Warhol Foundation Names Spring 2019 Research Fellows
The Andy Warhol Foundation in New York will award $224,000 in spring research grants this year, with fellows receiving up to $50,000 each. Funds will support research by curators Peter S. Briggs (of the Museum of Texas Tech University), Jaime DeSimone (Portland Museum of Art in Maine); Polly Nordstrand (Colorado Springs Fine Arts Center at Colorado College); Catherine Taft (LAXART in Los Angeles); and Olga Viso (El Museo del Barrio). Joel Wachs, the foundation’s president, said in a statement, “Each of these curators will explore important, previously unexamined work by experimental artists and forgotten movements. Their projects will introduce new perspectives and approaches to exhibition making while also influencing the field of contemporary art scholarship.”

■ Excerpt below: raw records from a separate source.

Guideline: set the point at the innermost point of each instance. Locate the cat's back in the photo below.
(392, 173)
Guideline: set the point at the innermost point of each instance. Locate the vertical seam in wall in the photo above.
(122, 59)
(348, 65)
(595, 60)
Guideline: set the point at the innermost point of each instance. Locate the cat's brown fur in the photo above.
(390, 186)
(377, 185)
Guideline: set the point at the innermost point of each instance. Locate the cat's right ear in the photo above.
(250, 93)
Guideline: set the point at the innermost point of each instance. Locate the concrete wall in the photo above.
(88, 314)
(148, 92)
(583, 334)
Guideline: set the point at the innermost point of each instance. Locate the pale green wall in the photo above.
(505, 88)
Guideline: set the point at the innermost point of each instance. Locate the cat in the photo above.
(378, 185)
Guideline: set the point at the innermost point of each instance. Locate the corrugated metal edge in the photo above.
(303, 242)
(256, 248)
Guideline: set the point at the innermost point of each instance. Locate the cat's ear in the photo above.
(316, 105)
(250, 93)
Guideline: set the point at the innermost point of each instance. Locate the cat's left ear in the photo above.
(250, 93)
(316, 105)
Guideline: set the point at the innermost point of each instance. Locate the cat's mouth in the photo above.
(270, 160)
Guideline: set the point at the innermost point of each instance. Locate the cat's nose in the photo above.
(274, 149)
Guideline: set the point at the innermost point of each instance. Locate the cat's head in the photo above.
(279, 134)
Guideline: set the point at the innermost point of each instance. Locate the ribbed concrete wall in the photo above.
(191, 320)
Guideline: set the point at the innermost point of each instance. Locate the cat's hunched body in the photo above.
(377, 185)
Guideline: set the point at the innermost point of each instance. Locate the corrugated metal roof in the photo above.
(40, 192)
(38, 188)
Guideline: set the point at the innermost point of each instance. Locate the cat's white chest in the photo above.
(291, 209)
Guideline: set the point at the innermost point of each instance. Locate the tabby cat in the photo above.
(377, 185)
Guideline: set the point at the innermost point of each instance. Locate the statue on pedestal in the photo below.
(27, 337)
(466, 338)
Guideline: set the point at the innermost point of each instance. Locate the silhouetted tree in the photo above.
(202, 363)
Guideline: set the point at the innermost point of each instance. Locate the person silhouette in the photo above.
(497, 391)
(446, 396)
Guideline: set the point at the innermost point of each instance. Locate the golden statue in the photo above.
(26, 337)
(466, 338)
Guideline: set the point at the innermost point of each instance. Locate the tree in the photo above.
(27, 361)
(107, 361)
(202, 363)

NIC BOTHMA/EPA-EFE/SHUTTERSTOCK
Monday, July 22, 2019
A $10 M. Gift for the Worcester Art Museum
The Worcester Art Museum in Massachusetts has received a $10 million donation from the C. Jean & Myles McDonough Charitable Foundation, the largest single donation in the institution’s history. In 2015, the foundation gave the museum a $4 million endowment gift for its directorship. Matthias Waschek, WAM’s director, said in a statement that the gift “reflects Jean’s lifelong devotion to the museum, which she describes as her second home. For years, she served as a forward-thinking trustee and as a docent extraordinaire, who introduced thousands of school children to the museum collection.”
CAPC Musée d’Art Contemporain Bordeaux Gets New Director
The CAPC Musée d’Art Contemporarin Bordeaux in France has picked Sandra Patron as its new director. Patron is currently the director of the Museum of Contemporary Art in Sérignan, France, and she will start in her new position in September. She fills a position that has been open for about a year, after Maria Inés Rodriguez, the museum’s former head, was fired, sparking controversy.
Zeitz MOCAA Makes Two Curatorial Appointments
The Zeitz Museum of Contemporary Art Africa in Cape Town has hired Storm Janse van Rensburg as senior curator and promoted Tandazani Dhlakama to the position of assistant curator. Janse van Rensburg most recently served as head curator of exhibitions at the Savannah College of Art and Design in Georgia, and he has curated shows elsewhere in the United States, South Africa, and Germany. Dhlakama, who joined Zeitz MOCAA in 2017, has worked as education manager at the museum’s Centre for Art Education.